Apollo 11’s Buzz Aldrin tells Trump he’s disappointed in NASA – Quartz

President Donald Trump on Friday welcomed the two living members of the Apollo 11 crew to the White House, where they promptly set to dismantling US space policy.

Buzz Aldrin and Michael Collins criticized NASA’s human spaceflight plans in front of the agency’s chief, Jim Bridenstine, in a scene that encapsulates the challenges facing the space program.

Starting with: Where to go next? Many scientists and engineers believe the moon is a target again thanks to the discovery of water ice, which could be a valuable resource, and the relative ease of reaching the Earth’s nearest neighbor. But now, under presidential direction, Mars is being emphasized.

“We don’t know what we’re going to find on Mars, but it certainly is going to be a trip that’s very interesting,” Trump began, in a conversation relayed by Wall Street Journal reporter Mike Bender, the White House press pool reporter in the room. “To get to Mars, you have to land on the moon, they say.”

That’s how NASA frames it. The moonwalkers disagreed.

Apollonian antagonists

Asked how to get to the red planet, Collins said he favored “Mars direct”—a concept endorsed by people ranging from SpaceX founder Elon Musk to Robert Zubrin’s Mars Society. Essentially, rather than following a stepping-stone approach, they’d like to see an ambitious Apollo-style lunge that leverages everything from nuclear reactors to resources on the surface of Mars itself.

Trump took a liking to the idea. As Aldrin egged the president on—”you’re impatient” with the current program, he suggested, nudging the president toward the potentially faster “Mars direct” plan—Trump asked Bridenstine, “who knows better than these people?”

Bridenstine outlined his concerns with the “Mars direct” idea, un-detailed in the pool report. They likely included the cost required to send people on a daunting six-month journey into deep space, and NASA’s long pre-launch to-do list, ranging from developing more efficient life support systems to a deeper understanding of how cosmic radiation affects humans.

The conversation continued on friendlier lines until Aldrin said a few words.

“Actually, I’ve been a little disappointed over the last 10 or 15 years,” the outspoken space elder statesmen declared, noting that NASA doesn’t have an operational spacecraft capable of going to the moon, or low-Earth orbit for that matter. It wouldn’t be the first time he expressed his concerns about the agency’s current direction.

“How do you feel about that, Jim?” Trump asked his NASA administrator.

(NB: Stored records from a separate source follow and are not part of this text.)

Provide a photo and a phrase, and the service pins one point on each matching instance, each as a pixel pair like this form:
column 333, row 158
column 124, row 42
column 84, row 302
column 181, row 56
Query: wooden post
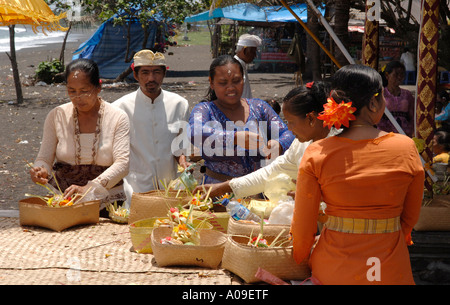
column 13, row 59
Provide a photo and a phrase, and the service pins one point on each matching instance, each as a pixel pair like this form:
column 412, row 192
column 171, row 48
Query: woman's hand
column 248, row 140
column 273, row 149
column 39, row 175
column 75, row 189
column 217, row 189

“We’re working on it,” Bridenstine said, noting the development of a spacecraft called Orion.

It’s a tough spot for the embattled NASA chief, who was asked to set his sights on a return to the moon in 2024 by Vice President Mike Pence in March. That will require a significant investment, perhaps $20 to $30 billion over the next five years, and even then may be too difficult a deadline to reach.

Now, he’s being asked to explain when the agency is getting Mars.

Destination indecision

Last week, Bridenstine cleaned house at NASA to bring in new managers focused on the moon program, dubbed Artemis. But Trump’s goldfish attention span is one reason the previous leadership endorsed a moon, then Mars, scheme for human exploration. Hypothetically, the strategy can be adjusted to the ambition—the moon or Mars—of whatever president is in office.

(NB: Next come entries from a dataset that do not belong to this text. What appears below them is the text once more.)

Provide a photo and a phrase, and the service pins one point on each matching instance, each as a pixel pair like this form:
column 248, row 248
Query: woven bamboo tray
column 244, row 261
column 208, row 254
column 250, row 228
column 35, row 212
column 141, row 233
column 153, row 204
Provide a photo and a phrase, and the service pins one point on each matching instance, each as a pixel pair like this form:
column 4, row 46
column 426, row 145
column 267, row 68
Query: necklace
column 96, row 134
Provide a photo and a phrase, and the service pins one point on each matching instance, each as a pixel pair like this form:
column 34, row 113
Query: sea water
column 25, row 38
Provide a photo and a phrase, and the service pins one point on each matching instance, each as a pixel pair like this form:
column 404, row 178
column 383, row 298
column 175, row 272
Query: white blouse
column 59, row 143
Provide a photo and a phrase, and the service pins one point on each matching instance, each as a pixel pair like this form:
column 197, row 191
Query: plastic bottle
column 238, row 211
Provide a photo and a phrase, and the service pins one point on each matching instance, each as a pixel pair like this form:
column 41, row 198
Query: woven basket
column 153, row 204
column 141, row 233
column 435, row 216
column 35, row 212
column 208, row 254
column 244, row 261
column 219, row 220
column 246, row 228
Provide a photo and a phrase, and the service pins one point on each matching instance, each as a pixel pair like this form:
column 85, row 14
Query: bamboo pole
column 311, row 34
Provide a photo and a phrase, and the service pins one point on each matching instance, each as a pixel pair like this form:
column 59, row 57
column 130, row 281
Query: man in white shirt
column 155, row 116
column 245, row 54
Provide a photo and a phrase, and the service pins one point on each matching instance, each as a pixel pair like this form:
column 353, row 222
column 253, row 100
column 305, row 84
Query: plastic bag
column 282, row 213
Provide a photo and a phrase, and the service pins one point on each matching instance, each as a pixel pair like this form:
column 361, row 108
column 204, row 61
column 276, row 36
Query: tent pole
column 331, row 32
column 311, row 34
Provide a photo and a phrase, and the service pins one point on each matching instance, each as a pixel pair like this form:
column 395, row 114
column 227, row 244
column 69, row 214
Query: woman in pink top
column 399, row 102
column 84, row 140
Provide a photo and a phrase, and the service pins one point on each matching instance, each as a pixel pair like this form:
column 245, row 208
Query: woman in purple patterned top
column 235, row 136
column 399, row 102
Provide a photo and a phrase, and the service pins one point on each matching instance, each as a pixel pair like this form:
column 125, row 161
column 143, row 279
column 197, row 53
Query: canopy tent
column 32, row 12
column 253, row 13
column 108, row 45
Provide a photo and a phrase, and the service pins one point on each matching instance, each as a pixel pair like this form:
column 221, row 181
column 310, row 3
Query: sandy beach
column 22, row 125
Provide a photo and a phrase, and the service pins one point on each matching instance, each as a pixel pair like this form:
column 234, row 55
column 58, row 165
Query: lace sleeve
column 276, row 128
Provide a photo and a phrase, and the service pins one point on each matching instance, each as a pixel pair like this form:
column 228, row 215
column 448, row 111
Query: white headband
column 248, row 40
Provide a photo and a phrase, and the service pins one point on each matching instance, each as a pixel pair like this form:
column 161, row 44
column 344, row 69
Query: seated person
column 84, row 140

That has kept the agency on the same track through George W. Bush’s “Apollo on steroids” in 2005, a shift towards Mars and the asteroid belt under president Barack Obama, then Moon 2024 in March, and now back to Mars.

This flexibility, however, also led to a space program that lacks urgency, which is one reason Bridenstine backs the Moon 2024 goal of the Artemis program. But Trump’s White House has done little to help him obtain the funding needed to make it a reality. One credible study recently concluded that getting to Mars by 2033 isn’t feasible, though Bridenstine said he disagreed earlier this week.

It’s possible Artemis could be launched as a flags-and-footprints mission like Apollo 11 by 2024, with big spending or significant changes. But a sustainable approach to the moon—the long-envisioned permanent presence there—will only come when there are explicit financial gains to attract private capital, NASA officials often say.

It’s clearly a concept that has broken through to the president, who crowed during the Oval Office meeting that “we’re having rich guys use it and pay us rent. I like that. I almost like that better, Jim, you want to know the truth. We don’t have to put up so much money. But you’ve been watching a lot of rich guys sending up rockets, and that goes to our credit. And it goes to their credit also.”

Companies like SpaceX and Jeff Bezos’ Blue Origin are eager to build out infrastructure for this space economy, accompanied by a host of smaller firms designing robotic spacecraft that will do the critical reconnaissance before any human mission touches down on the regolith. But, for now, these companies are a small part of NASA’s $50 billion-and-counting moon juggernaut.